DML Analysis Part 42
Addressing collaborator feedback
I got some edits from Katie and Alan, so I figured I’d start to address that feedback. I’m also at the point where I don’t think I’ll make that Oct. 1 deadline, so I can take my time to make my paper as good as it can be.
CpG location figures
Now seems like a good time to tackle making better figures to describe DML or CpG locations in the C. virginica genome. The first thing I did was update overlap counts in this spreadsheet. In this R Markdown script, I followed Katie and Steven’s suggestions to make stacked barplots. I started by making figures to compare all CpG categories (found here).
Figure 2. Stacked barplot depicting location of various CpG categories (all CpGs in C. virginica genome, MBD-Enriched, methylated, sparsely methylated, and unmethylated) in specific genomic features (exons, introns, transposable elements, putative promoters, other).
I got feedback that this was too much information for a figure. I condensed the barplots to All CpGs and methylated CpGs. The rest of the information in the original figure was still in-text.
Figure 3. Stacked barplot depicting location of all CpGs and methylated CpGs in specific genomic features (exons, introns, transposable elements, putative promoters, other).
I also made a similar figure to compare MBD-enriched CpGs and DML.
Figure 4. Stacked barplot depicting location of CpG loci with 5x coverage and DML in specific genomic features (exons, introns, transposable elements, putative promoters, other).
Genes with multiple DML
Based on Katie’s feedback, I decided to look at trends in genes with multiple DML. I mentioned that there were some genes with multiple DML in the text, but I didn’t quantify how many DML genes had, or whether they were hyper- or hypomethylated. I examined the trends this R Markdown file.

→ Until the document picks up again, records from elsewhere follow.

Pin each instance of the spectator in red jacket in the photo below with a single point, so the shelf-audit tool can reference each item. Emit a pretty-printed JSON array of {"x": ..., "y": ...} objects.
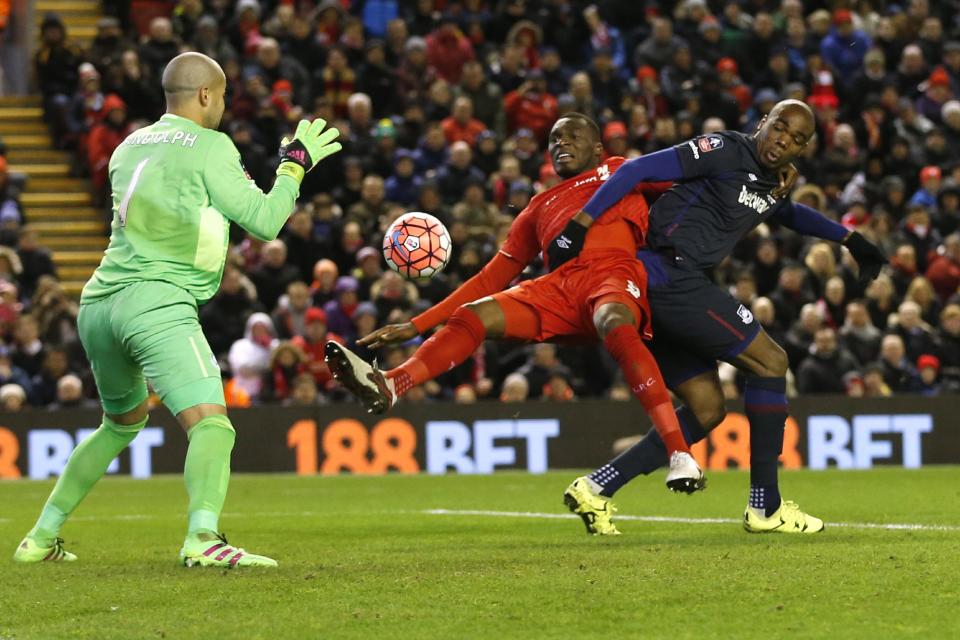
[
  {"x": 461, "y": 125},
  {"x": 944, "y": 270},
  {"x": 448, "y": 49},
  {"x": 104, "y": 138},
  {"x": 531, "y": 107}
]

Before looking into gene patterns, I thought I should go one step back and look at the distribution of DML in chromosomes. I created a barplot showing how many DML were found in each chromosome. I wanted to see if this tracked the number of genes in each chromosome, so I spent some (re: maybe too much) time learning how to add a second y-axis to a plot. I saved some useful code here. Essentially, I needed to save my original barplot as a new object, then add the second plot on top.
Figure 5. Barplot with number of DML and number of genes for each chromosome.
The interesting thing about this plot is that the number of DML track the number of genes, which lends evidence to our idea that DML influence gene activity! While it isn’t in this plot, the chromosome with the most genes is also not the largest chromosome, so it’s not just a chromosome size thing.
Then I dug into the number of DML in genes. The first thing I did was calculate the mean, median, and maximum number of DML in a gene. Most genes had only 1 DML, but there was a gene with 5 DML. For each gene with more than 1 DML, I wanted to see if the DML were all in the same direction (i.e. all hypermethylated vs. all hypomethylated). I found that not all DML went the same direction in the same gene! I created tables with the gene ID, number of DML, DML location, methylation difference, p-value, q-value, and annotation:
In Excel, I collated DML information for each gene, and counted how many DML were hypermethylated vs. hypomethylated:
I combined the chromosome information with the number of genes in each DML to create my pride and glory, a beautiful multipanel plot.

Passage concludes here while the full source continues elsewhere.